NATIONAL NEWS - The Voortrekker Monument has not only finally opened its doors to visitors on Tuesday but is looking at expanding its activities.
“We are focusing on expanding our activities such as adventures onsite to address the needs of our local people,” said heritage site’s managing director Cecilia Kruger.
Kruger said more details on activities offered would be announced soon.
She said the four months that the Voortrekker Monument had been closed was a very challenging time.
“We had enormous challenges in the sense that the restaurants closed down and all event facilities used for weddings, matric farewells and other functions were not in use.”
She said this had led to approximately 90% of the Voortrekker Monument’s income being lost.
“We cannot rectify the losses overnight, because 50% of the 90% was generated through oversees tourists and we do not see them returning before next year probably.”
She said the facility would be open for visitors from Tuesday to Sunday from 9am and 3pm every day.
“The site will be closed on Mondays due to us operating with limited staff,” said Kruger.
Kruger said the entrance fees would be half price until the end of February 2021.
“Visitors do not have to buy tickets online, they can now visit the monument and purchase a ticket at the gate.”
She said all visitors had to adhere to the Covid-19 regulations when visiting.
“We have a vast site, so people can run, cycle and hike, however, we will only allow 50 people inside the monument.”
She said visitors could expect to be sanitised, have their temperatures checked and would only be allowed in if they wear a mask.
Kruger said the library and archive centre would be open but only by appointment.
In April, Rekord reported that the Voortrekker Monument was in need of help from the public if it is to survive after “sweating blood” for the past two months, according to the board chairman, Dr Christo Pretorius.
According to the Tshwane Tourism Association website, since the outbreak of Covid-19, visitor numbers declined to the point where the monument’s income was negligible.

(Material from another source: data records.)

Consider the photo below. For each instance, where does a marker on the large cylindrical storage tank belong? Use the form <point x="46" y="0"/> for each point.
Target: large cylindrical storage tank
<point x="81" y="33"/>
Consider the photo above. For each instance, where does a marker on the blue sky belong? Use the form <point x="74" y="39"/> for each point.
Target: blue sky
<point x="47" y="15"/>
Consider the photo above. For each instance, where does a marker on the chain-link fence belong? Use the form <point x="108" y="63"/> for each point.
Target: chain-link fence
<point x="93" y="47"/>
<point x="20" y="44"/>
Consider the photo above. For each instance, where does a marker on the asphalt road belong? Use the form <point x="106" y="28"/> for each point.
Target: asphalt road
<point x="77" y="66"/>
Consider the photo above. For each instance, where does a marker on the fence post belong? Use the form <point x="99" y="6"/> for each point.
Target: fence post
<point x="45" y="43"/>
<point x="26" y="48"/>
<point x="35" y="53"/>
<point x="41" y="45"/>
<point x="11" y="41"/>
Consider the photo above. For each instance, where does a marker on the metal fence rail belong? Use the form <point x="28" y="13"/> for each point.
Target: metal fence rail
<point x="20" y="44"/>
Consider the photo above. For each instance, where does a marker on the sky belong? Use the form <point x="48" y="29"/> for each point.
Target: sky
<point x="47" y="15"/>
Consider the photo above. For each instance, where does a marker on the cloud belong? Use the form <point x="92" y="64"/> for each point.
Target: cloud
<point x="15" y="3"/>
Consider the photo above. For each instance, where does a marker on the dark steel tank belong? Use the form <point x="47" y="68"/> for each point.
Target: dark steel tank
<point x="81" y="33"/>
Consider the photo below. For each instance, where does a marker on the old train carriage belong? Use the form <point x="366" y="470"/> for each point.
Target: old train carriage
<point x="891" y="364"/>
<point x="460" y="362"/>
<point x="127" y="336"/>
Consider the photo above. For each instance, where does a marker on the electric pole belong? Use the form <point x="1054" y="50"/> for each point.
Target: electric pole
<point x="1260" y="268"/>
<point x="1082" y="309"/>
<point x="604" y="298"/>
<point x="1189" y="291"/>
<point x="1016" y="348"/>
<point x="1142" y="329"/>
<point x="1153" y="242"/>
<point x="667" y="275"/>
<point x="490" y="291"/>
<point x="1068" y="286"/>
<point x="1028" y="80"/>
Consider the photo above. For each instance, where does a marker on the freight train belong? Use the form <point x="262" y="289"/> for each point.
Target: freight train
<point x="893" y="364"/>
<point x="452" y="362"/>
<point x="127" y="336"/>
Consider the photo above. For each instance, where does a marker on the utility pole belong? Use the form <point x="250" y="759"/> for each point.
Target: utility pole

“As part of the lockdown, the monument closed its doors on Friday, 27 March and as a result will not receive any visitor income as long as it remains closed. The effect has already been enormous and will only worsen.”
This has forced management to take “drastic” steps.
“Although the Voortrekker Monument is increasingly dependent on contributions from the public and people joining as Friends of the Monument, other drastic steps have since been taken.
“After several meetings and consultations with experts, it was realised that the existing business model of the monument, where tourism was one of the core revenue streams, will now have to be drastically adapted,” Pretorius concluded.